Bayesian Additive Regression Trees (BART)?

This question might be silly, but I thought I should ask anyway. Is it possible to implement BART with stan? If it is possible, has someone done it or plan to do it? If it is not possible, could someone give me a high-level explanation of why?


Regression trees are discontinuous and any variant of HMC requires the posterior density to be differentiable with respect to the unknown parameters.

1 Like

If your python-fu is sharp and you’re really willing to use HMC-type algorithms to fit your models you may try Discontinuous HMC, an implementation of which lives here. Of course, @betanalpha may have his own geometric qualms with that, but it seems promising to me.

1 Like

I imagine you could come up with some kind of continuous-density variant, but sounds like a dissertation-scale project.

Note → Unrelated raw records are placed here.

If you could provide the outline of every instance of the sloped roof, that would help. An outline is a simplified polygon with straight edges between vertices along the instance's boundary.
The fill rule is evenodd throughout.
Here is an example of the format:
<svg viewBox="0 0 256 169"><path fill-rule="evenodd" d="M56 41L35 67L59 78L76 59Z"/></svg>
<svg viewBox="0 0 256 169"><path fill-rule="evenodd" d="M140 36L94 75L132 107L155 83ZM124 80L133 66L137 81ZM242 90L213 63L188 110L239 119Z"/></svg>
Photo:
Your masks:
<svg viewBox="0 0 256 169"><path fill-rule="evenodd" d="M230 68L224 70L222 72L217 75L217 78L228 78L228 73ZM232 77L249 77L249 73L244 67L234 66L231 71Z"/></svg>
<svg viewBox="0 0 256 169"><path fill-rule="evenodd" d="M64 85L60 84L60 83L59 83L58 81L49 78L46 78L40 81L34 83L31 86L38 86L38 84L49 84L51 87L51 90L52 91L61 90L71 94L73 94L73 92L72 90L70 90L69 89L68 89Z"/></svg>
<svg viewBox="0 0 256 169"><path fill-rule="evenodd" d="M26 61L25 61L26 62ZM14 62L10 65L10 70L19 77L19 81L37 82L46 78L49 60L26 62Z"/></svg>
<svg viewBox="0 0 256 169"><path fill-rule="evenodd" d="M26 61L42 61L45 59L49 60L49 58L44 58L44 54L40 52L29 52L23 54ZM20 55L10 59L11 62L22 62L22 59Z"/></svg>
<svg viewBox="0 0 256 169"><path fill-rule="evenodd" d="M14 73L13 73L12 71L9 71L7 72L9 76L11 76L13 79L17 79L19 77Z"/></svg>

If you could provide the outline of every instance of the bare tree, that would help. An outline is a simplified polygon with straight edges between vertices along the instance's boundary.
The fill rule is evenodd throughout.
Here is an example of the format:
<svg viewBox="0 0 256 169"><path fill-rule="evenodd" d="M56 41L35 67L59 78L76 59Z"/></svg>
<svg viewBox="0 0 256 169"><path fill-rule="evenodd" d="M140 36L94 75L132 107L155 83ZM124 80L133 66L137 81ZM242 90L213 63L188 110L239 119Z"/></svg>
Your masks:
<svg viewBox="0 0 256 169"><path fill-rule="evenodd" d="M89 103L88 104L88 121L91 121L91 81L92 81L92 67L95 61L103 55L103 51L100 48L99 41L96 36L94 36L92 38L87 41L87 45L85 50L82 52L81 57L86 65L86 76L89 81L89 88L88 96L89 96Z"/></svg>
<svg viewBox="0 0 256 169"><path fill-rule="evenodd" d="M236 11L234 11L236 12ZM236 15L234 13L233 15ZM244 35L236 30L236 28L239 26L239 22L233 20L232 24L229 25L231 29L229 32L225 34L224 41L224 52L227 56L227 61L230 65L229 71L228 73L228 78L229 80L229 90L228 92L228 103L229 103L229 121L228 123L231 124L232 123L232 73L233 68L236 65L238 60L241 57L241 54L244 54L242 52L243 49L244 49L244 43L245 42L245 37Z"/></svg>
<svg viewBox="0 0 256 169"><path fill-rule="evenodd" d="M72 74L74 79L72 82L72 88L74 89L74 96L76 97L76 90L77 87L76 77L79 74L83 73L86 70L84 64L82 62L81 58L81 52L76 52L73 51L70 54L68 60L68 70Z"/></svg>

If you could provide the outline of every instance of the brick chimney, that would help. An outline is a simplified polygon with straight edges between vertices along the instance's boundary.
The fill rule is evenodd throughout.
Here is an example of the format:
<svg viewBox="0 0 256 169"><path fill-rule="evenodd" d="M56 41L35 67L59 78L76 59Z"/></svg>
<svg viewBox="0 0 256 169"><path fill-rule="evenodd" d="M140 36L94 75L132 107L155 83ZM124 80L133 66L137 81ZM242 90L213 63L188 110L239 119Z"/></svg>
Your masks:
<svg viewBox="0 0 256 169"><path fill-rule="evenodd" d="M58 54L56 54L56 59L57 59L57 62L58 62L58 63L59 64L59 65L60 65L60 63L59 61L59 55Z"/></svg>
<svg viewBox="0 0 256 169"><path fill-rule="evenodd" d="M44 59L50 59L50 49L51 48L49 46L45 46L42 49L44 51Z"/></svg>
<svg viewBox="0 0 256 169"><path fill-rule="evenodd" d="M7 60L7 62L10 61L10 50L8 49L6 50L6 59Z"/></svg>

You might want to look at the github repository linked in this post!

EDIT: They illustrate BART in the “Case study” subdirectory.


Like many other non-parametric models, nothing can do full Bayesian inference for BART—it’s combinatorially intractable. The best that’s likely to happen is that you’ll find a local mode or even a few thousand and noodel around there.

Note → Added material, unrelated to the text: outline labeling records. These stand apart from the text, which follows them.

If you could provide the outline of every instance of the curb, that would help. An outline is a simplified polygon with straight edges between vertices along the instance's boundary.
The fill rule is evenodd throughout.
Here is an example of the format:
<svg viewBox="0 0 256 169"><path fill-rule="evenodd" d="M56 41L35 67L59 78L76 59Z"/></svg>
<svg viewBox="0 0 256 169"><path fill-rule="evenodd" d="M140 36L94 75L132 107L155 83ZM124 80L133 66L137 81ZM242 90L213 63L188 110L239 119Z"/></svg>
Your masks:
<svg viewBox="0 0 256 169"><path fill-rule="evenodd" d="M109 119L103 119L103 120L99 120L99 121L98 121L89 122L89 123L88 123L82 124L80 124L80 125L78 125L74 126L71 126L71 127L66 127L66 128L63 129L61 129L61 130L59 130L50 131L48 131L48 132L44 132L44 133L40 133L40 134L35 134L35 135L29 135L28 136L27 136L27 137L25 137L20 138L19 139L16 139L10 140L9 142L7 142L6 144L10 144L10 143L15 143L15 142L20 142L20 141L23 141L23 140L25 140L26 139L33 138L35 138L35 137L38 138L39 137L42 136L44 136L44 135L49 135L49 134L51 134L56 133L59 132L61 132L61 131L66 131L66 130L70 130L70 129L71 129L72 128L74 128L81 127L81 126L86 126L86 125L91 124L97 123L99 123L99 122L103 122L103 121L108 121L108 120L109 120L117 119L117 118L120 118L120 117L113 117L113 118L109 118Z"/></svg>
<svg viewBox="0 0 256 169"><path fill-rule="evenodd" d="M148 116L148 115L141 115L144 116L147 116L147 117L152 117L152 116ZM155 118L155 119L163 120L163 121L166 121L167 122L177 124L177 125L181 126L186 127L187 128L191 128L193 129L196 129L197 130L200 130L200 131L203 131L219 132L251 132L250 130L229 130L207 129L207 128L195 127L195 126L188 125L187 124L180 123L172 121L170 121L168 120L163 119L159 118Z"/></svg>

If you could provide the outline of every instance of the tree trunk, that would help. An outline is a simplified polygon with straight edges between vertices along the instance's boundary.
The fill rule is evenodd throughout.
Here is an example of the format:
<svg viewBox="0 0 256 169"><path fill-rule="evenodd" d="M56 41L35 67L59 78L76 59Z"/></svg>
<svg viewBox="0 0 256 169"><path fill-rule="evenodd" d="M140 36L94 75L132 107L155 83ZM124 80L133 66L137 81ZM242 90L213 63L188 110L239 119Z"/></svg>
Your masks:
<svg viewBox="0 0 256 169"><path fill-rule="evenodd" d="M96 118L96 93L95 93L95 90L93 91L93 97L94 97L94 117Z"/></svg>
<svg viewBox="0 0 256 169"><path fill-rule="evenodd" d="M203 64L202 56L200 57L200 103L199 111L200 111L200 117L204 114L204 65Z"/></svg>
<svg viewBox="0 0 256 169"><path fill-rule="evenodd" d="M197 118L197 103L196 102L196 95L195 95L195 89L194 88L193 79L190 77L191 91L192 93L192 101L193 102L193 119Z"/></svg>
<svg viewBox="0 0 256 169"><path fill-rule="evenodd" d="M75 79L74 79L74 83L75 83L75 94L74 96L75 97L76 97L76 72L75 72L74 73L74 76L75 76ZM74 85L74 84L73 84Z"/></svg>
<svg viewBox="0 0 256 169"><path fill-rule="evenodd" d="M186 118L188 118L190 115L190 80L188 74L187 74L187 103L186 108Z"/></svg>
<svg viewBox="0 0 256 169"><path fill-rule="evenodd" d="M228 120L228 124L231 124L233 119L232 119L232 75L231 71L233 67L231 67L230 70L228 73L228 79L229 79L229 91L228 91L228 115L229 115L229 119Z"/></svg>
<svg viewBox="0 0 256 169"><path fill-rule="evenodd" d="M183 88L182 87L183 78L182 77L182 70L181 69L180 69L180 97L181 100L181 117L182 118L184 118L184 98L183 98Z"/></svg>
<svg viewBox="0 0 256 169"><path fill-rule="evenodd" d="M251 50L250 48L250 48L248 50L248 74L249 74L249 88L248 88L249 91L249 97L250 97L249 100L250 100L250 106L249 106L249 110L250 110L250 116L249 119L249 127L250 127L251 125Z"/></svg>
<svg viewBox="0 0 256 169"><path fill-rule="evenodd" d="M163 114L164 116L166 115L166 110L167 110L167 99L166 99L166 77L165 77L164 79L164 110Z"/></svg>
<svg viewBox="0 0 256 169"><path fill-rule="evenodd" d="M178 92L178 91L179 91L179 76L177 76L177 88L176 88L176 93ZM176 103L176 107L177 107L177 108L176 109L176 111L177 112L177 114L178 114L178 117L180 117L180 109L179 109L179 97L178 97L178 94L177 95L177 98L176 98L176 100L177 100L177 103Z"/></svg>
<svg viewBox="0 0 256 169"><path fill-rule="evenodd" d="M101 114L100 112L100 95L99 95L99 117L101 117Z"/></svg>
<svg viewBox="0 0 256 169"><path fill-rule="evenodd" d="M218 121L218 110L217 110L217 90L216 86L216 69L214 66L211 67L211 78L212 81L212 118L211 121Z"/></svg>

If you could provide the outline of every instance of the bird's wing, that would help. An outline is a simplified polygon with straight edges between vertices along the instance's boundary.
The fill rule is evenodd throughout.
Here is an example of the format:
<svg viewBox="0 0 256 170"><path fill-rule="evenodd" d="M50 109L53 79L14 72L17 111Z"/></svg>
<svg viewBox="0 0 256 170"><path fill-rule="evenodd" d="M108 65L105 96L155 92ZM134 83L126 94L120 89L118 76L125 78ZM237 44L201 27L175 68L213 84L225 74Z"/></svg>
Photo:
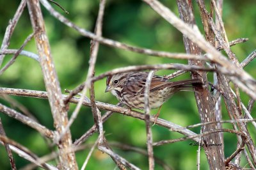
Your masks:
<svg viewBox="0 0 256 170"><path fill-rule="evenodd" d="M134 95L144 93L148 73L139 72L129 75L124 87L124 91ZM169 82L167 79L160 76L154 75L151 81L150 91L154 91Z"/></svg>

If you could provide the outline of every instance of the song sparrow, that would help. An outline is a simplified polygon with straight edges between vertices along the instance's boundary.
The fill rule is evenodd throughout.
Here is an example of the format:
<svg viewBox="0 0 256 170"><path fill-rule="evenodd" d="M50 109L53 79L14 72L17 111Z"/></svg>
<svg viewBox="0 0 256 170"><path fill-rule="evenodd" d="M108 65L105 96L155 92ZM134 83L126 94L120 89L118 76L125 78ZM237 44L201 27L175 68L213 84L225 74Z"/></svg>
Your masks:
<svg viewBox="0 0 256 170"><path fill-rule="evenodd" d="M107 78L105 92L111 91L119 101L130 108L143 110L144 92L148 75L148 72L139 72L109 75ZM161 108L174 93L191 89L191 85L202 86L202 84L198 79L169 82L164 77L154 75L150 86L149 106L151 109Z"/></svg>

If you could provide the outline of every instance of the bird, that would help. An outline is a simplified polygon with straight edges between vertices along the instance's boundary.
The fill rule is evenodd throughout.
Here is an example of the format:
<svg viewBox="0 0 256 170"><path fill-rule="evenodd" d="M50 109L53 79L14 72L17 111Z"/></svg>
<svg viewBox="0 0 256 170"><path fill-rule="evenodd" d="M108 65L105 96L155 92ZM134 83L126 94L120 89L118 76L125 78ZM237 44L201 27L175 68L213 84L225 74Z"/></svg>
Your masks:
<svg viewBox="0 0 256 170"><path fill-rule="evenodd" d="M130 72L109 75L105 92L110 91L117 99L129 109L145 110L145 89L148 72ZM169 81L165 76L154 75L149 89L150 109L159 108L154 124L163 104L175 93L191 89L192 86L202 86L200 79Z"/></svg>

Like neural networks (this decade’s replacement for additive regression trees) or latent Dirichlet allocation, which also can’t be fit with full Bayes, you might still find BART useful in applications. Just make sure to call it “approximate Bayes” (MCMC isn’t approximate in the same sense—with enough computation, you can almost surely get any precision you want out of MCMC).

Did you have something concrete in mind? The priors are over things like discrete tree structures and are too intractable to marginalize. The whole point of these tree things is to divide the space up into ever finer discrete subregions then use branching to decide which one to use for a given tree, then sum a bunch together.

That’s the Balloon Analogue Risk Task, not Bayesian Additive Regression Trees!

1 Like

Ahah, sorry! Fooled by an acronym!